GE Research’s Robotics and Autonomy team has developed an innovative, autonomous soft robot design adapted from its famed autonomous giant earthworm tunneling robot developed as part of the Defense Advanced Research Agency’s (DARPA) Underminer Program.
Dubbed Pipe-worm (Programmable Worm for Irregular Pipeline Exploration), this updated autonomous soft robot design has cockroach-like whiskers and powerful fluid-powered muscles to give it extreme flexibility and perception capabilities.
The team recently demonstrated the Pipe-worm robot at its research campus in Niskayuna. The demonstration showed the robot’s potential for military applications envisioned through the Underminer program. The robot is also ideal for autonomous monitoring, inspection, repair, and even mapping of oil and gas pipelines or underground municipal water and sewer systems.
During the demonstration, the Pipe-worm successfully traveled over 100 meters of pipe while navigating many turns, diameter, and altitude changes. It even moved through pipes without disrupting normal operations and even against fast-flowing liquid. The robot’s powerful artificial muscles make it suitable for heavy-duty jobs such as the cleaning of solid waste deposits, called “fatbergs.” The giant clumps of solid waste are plaguing municipal water and sewer systems in US and around the world. Many innovative technologies are being brought to bear to deal with the problem.

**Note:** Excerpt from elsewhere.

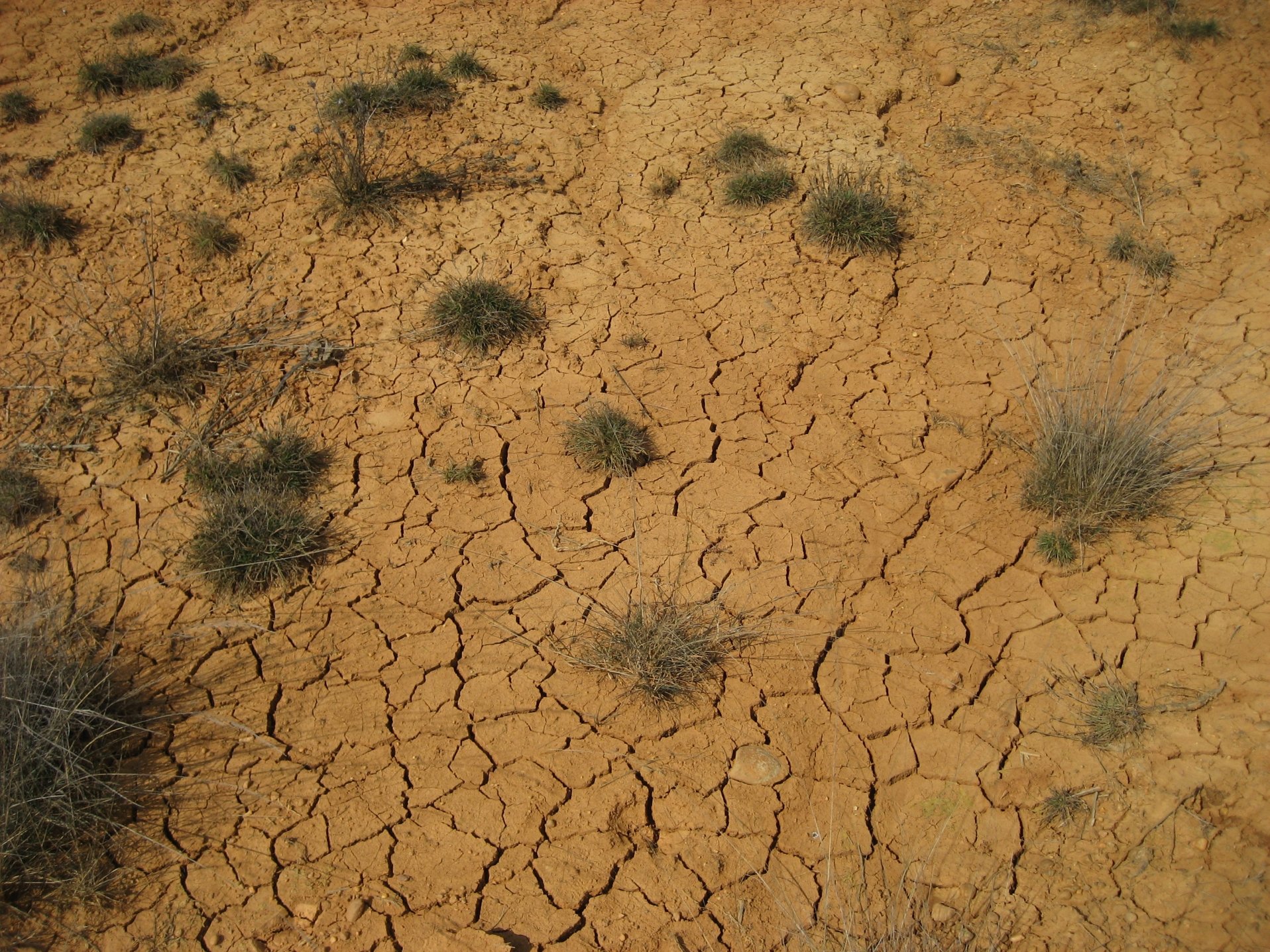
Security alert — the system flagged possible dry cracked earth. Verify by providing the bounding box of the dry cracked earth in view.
[0,0,1270,952]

“This AI-enabled autonomous robot has the ability to inspect and potentially repair pipelines all on its own, breaking up the formation of solid waste masses like fatbergs that are an ongoing issue with many of our nation’s sewer systems,” said Deepak Trivedi, a soft robotics expert at GE Research who led the development of Pipe-Worm. “We’ve added cockroach-like whiskers to its body that gives it greatly enhanced levels of perception to make sharp turns or negotiate its way through dark, unknown portions of a pipeline network.”
The combination of artificial intelligence and cockroach-like whiskers enables GE’s Pipe-Worm to automatically identify turns, elbows, junctions, pipe diameter, pipe orientation, and other pipeline characteristics in great detail. Using this information, the robot can then create a map of a given pipeline network in real-time.
The GE team is now exploring other autonomous inspection and repair applications like jet engines and power turbines in the aviation and power sectors. Also, the Pipe-worm robot could be used to inspect conduits for underground fiber-optic cables that connect billions of people and machines to the Internet online.